The Los Angels Time's Christopher Knight types a few words on Eli Broad's collection on temporary display at the Broad Contemporary Art Musuem on the Los Angeles County Museum of Art's campus.
I'm right along with Mr. Knight when he calls a spade a spade:
Yet, mostly the exhibition just looks expensive. Really, really expensive. In deciding what to exhibit, art museums everywhere now strongly favor wealthy collectors over artists and art professionals, and slashed government spending at every level (except defense) keeps contemporary cultural institutions hostage to private interests. Ours is an era of supply-side aesthetics, trickling down on the public. BCAM's loan-show debut is emblematic of the economic elitism humming loudly this presidential election year.After visiting my first big art fair last year (Art Basel in Basel) I came to realize what an efficient object painting is: Because it's flat, it crates up and ships well. The medium has a strong connection to art's historical lineage. In a home, over the sofa or hanging on a museum wall, it's a highly effective signifier of the owner's cultural capital. Unlike time-based or three-dimensional work, the general gestalt of the object is easily captured by a jpeg, and it's significance is easily reinforced through reproductions in the art press and coffee table tomes. Trickle down indeed.
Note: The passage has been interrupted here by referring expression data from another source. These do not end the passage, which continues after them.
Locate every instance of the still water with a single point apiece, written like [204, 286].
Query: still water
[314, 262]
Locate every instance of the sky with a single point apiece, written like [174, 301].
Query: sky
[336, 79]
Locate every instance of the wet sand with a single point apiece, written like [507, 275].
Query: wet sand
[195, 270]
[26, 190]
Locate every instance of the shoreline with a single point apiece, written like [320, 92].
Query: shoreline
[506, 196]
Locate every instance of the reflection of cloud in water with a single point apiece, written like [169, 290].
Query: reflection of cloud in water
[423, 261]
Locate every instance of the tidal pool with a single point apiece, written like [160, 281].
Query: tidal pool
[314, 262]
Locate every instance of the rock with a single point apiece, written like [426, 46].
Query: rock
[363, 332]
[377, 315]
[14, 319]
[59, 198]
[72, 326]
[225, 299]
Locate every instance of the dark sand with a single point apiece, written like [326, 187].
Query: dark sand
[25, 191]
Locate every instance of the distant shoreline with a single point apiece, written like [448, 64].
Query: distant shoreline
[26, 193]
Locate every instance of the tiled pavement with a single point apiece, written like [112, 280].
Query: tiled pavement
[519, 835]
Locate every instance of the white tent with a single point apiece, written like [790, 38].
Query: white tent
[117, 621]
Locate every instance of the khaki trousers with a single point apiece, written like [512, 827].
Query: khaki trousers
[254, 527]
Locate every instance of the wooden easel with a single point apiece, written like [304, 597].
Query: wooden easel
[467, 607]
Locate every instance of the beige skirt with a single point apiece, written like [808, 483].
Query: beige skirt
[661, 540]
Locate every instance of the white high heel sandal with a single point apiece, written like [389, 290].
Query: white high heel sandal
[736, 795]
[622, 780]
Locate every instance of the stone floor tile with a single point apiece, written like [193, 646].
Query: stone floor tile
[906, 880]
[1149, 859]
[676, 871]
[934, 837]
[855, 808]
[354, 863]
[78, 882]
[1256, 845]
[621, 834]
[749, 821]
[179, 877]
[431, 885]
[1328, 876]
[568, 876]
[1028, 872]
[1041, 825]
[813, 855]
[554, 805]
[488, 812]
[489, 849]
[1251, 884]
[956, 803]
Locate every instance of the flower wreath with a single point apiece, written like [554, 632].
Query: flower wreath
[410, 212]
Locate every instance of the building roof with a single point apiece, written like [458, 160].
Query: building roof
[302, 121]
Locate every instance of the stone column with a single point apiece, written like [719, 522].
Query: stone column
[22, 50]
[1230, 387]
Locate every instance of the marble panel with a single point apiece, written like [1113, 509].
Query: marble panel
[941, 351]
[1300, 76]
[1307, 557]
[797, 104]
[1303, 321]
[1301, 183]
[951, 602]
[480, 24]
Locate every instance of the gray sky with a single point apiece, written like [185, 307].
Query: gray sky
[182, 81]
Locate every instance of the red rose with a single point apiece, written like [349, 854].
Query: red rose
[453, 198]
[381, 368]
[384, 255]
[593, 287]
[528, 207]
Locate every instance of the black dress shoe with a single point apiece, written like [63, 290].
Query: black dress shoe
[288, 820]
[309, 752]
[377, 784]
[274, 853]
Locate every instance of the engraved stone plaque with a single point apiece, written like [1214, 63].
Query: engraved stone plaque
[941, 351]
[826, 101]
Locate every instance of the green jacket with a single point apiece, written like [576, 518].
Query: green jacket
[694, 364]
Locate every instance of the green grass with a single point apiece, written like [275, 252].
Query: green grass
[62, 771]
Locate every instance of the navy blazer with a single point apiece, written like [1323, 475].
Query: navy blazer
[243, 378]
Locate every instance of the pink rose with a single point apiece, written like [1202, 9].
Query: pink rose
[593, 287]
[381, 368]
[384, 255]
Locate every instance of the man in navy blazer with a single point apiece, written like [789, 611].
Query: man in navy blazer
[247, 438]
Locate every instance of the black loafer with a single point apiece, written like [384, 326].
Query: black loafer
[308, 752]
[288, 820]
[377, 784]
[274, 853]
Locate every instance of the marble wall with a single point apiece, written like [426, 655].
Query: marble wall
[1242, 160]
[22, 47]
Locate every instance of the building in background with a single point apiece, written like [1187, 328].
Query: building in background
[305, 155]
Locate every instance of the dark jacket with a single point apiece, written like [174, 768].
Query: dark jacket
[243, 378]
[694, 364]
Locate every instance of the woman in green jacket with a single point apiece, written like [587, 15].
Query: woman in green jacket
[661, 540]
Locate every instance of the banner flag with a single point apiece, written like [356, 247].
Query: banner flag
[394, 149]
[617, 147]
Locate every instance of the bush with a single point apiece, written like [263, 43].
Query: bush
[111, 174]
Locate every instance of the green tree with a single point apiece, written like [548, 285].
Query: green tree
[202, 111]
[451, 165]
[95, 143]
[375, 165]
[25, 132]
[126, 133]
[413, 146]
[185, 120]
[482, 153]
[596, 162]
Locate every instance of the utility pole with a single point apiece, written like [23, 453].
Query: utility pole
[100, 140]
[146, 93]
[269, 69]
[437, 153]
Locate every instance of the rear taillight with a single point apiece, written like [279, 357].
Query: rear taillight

As an effective capitalist, it only makes sense for Eli Broad to collect these objects. This is statistically underscored by a bit of Knight's reporting:
Of 176 works on three floors, 139 are by artists who have shown with the same gallery -- Gagosian, commonly considered today's leading commercial powerhouse. That's nearly 80%. BCAM turns out to be GCAM. Such a narrow vision feels insecure, more investment deal than adventure.Metro's canceled Red Line extension was supposed to pass under Wilshire, in front of LACMA on its way to the West Side. Perhaps Eli can revive the tunnel, if only to truck art from Gagosian in Beverly Hills to the BCAM. The rhetorical posed by Knight's comments, "Do we visit LACMA to look at art or to look at collections?" is answered in the following paragraph:
The only prominent link between Leon Golub's flayed Expressionist paintings of chilling Third World torturers, Roy Lichtenstein's cheeky high-style cartoons and Ellsworth Kelly's shaped abstractions made from pure color is that the Broads bought them all. The collectors' taste is the show's subject, not the art. The misdirection of visitor attention is a primary reason that major museums, such as New York's Museum of Modern Art, maintain a commendable policy of not showing private collections.
At least LACMA got a new building out of the deal.